ECLI:NL:TADRAMS:2022:42 Raad van Discipline Amsterdam 21-850/A/A

ECLI: ECLI:NL:TADRAMS:2022:42
Datum uitspraak: 21-03-2022
Datum publicatie: 31-03-2022
Zaaknummer(s): 21-850/A/A
Onderwerp:
  • Wat een behoorlijk advocaat betaamt t.o. de wederpartij, subonderwerp: Vrijheid van handelen
  • Wat een behoorlijk advocaat betaamt t.o. de wederpartij, subonderwerp: Jegens wederpartij in acht te nemen zorg
Beslissingen: Beslissing op verzet
Inhoudsindicatie: Ongegrond verzet

Beslissing van de Raad van Discipline in het ressort Amsterdam
van 21 maart 2022
in de zaak 21-850/A/A
naar aanleiding van het verzet tegen de beslissing van de plaatsvervangend voorzitter van de raad van discipline van 29 november 2021 op de klacht van:

klager

over:

verweerder


1    VERLOOP VAN DE PROCEDURE
1.1    Op 18 december 2020 heeft klager bij de deken van de Orde van Advocaten in het arrondissement Amsterdam (hierna: de deken) een klacht ingediend over verweerder.
1.2    Op 19 oktober 2021 heeft de raad het klachtdossier met kenmerk 2020-1305056/EJH/FS van de deken ontvangen. 
1.3    Bij beslissing van 29 november 2021 heeft de plaatsvervangend voorzitter van de raad (hierna ook: de voorzitter) de klacht kennelijk ongegrond verklaard.
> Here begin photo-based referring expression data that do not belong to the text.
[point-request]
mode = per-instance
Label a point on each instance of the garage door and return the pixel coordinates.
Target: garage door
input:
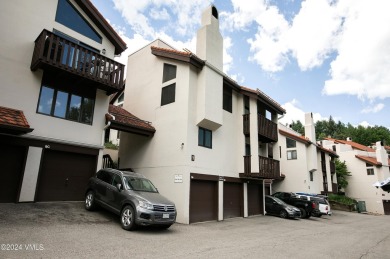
(255, 199)
(386, 207)
(232, 200)
(12, 159)
(64, 175)
(203, 201)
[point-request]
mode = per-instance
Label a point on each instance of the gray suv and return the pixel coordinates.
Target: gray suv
(132, 196)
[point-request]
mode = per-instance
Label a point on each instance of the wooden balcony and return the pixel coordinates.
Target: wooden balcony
(323, 166)
(268, 168)
(55, 53)
(332, 167)
(246, 121)
(267, 129)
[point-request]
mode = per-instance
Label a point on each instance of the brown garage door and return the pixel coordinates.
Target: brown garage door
(386, 207)
(232, 200)
(12, 159)
(64, 175)
(255, 199)
(203, 201)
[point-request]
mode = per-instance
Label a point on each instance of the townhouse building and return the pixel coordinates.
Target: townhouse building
(306, 165)
(215, 141)
(57, 71)
(367, 165)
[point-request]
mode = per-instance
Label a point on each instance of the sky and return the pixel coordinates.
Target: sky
(328, 57)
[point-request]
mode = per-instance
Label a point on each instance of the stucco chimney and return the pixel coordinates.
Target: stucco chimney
(381, 154)
(310, 131)
(311, 150)
(209, 41)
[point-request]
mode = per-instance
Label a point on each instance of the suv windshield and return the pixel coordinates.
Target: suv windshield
(139, 184)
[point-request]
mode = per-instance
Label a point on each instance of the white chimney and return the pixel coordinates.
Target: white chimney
(209, 41)
(311, 150)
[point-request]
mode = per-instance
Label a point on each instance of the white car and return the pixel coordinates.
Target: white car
(322, 203)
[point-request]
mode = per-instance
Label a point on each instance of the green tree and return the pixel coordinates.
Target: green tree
(342, 173)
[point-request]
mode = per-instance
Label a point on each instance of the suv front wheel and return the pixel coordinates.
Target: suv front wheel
(127, 218)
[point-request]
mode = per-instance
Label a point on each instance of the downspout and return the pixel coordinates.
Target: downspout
(106, 127)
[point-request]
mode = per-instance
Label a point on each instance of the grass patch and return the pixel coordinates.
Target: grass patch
(342, 199)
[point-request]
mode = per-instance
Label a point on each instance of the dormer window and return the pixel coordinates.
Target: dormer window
(70, 17)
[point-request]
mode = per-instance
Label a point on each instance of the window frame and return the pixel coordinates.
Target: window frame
(165, 92)
(202, 142)
(66, 116)
(292, 156)
(166, 77)
(291, 143)
(227, 99)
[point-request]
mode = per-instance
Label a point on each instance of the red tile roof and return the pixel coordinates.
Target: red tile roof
(125, 118)
(13, 120)
(369, 160)
(352, 144)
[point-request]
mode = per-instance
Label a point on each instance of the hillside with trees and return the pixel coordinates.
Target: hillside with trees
(338, 130)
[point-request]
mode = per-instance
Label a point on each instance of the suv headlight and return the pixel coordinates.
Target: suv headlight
(146, 205)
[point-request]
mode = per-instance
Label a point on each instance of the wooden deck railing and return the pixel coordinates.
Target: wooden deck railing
(56, 51)
(267, 129)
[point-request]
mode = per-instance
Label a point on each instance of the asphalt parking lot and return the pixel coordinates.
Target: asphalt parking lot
(66, 230)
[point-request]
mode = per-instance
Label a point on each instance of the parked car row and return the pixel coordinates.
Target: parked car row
(287, 204)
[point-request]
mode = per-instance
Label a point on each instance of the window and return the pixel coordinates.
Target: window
(64, 101)
(246, 105)
(227, 99)
(247, 146)
(291, 154)
(205, 138)
(290, 143)
(169, 72)
(168, 94)
(68, 15)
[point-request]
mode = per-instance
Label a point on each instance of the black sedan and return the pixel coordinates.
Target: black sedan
(277, 207)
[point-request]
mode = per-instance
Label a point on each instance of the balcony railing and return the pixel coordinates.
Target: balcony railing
(332, 167)
(246, 122)
(323, 166)
(55, 51)
(267, 129)
(268, 168)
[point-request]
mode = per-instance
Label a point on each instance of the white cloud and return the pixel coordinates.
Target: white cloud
(138, 15)
(374, 109)
(157, 14)
(363, 61)
(295, 113)
(355, 33)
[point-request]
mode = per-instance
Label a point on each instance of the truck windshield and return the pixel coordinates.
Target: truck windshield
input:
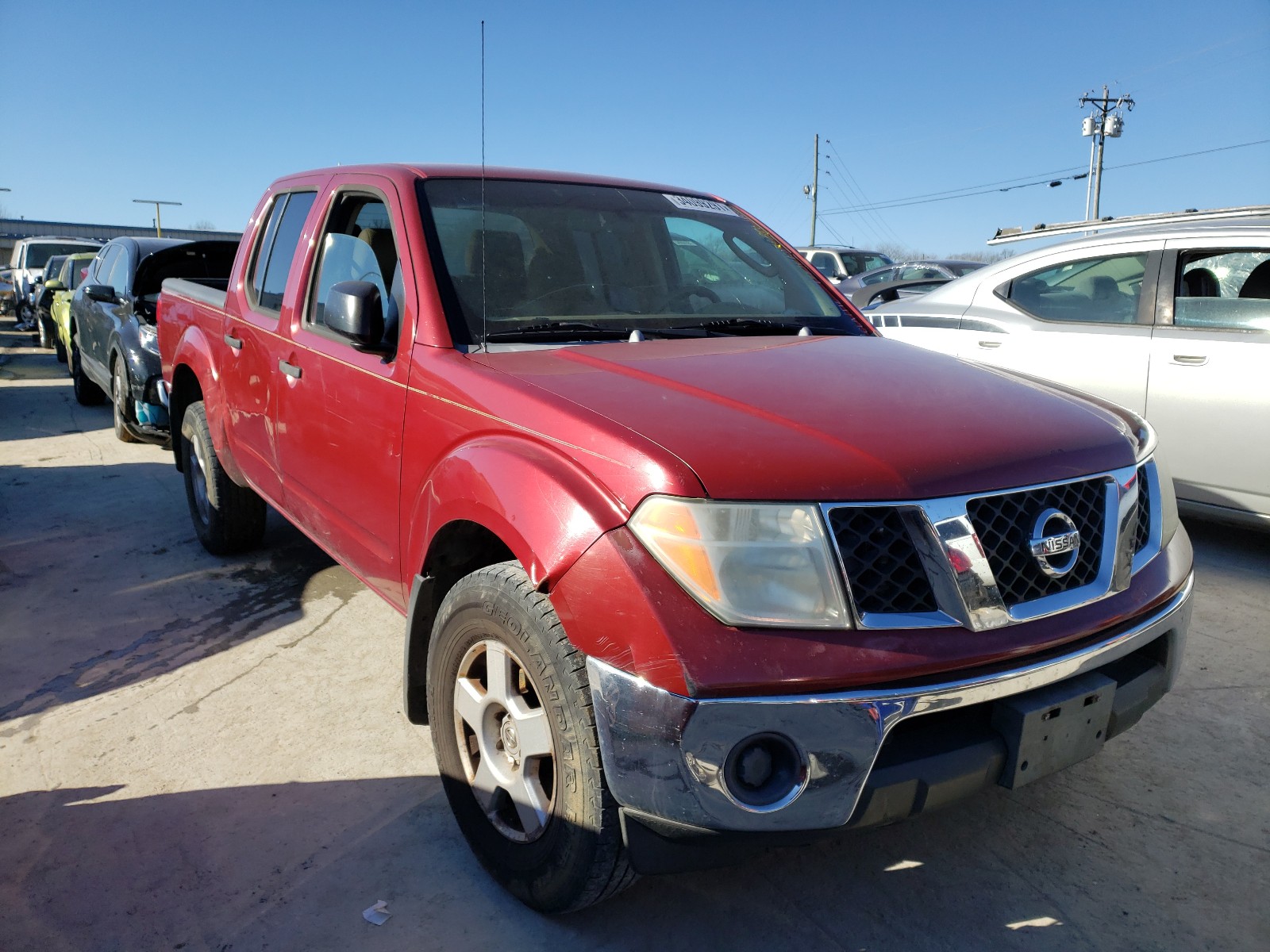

Deze beslissing is op dezelfde datum verzonden aan partijen.
1.4    Op 29 december 2021 heeft klager verzet ingesteld tegen de beslissing van de voorzitter. De raad heeft het verzetschrift op diezelfde datum ontvangen.
1.5    Het verzet is behandeld op de zitting van de raad van 7 februari 2022. Daarbij was verweerder aanwezig. Klager is niet verschenen, noch kon deze bereikt worden door de raad.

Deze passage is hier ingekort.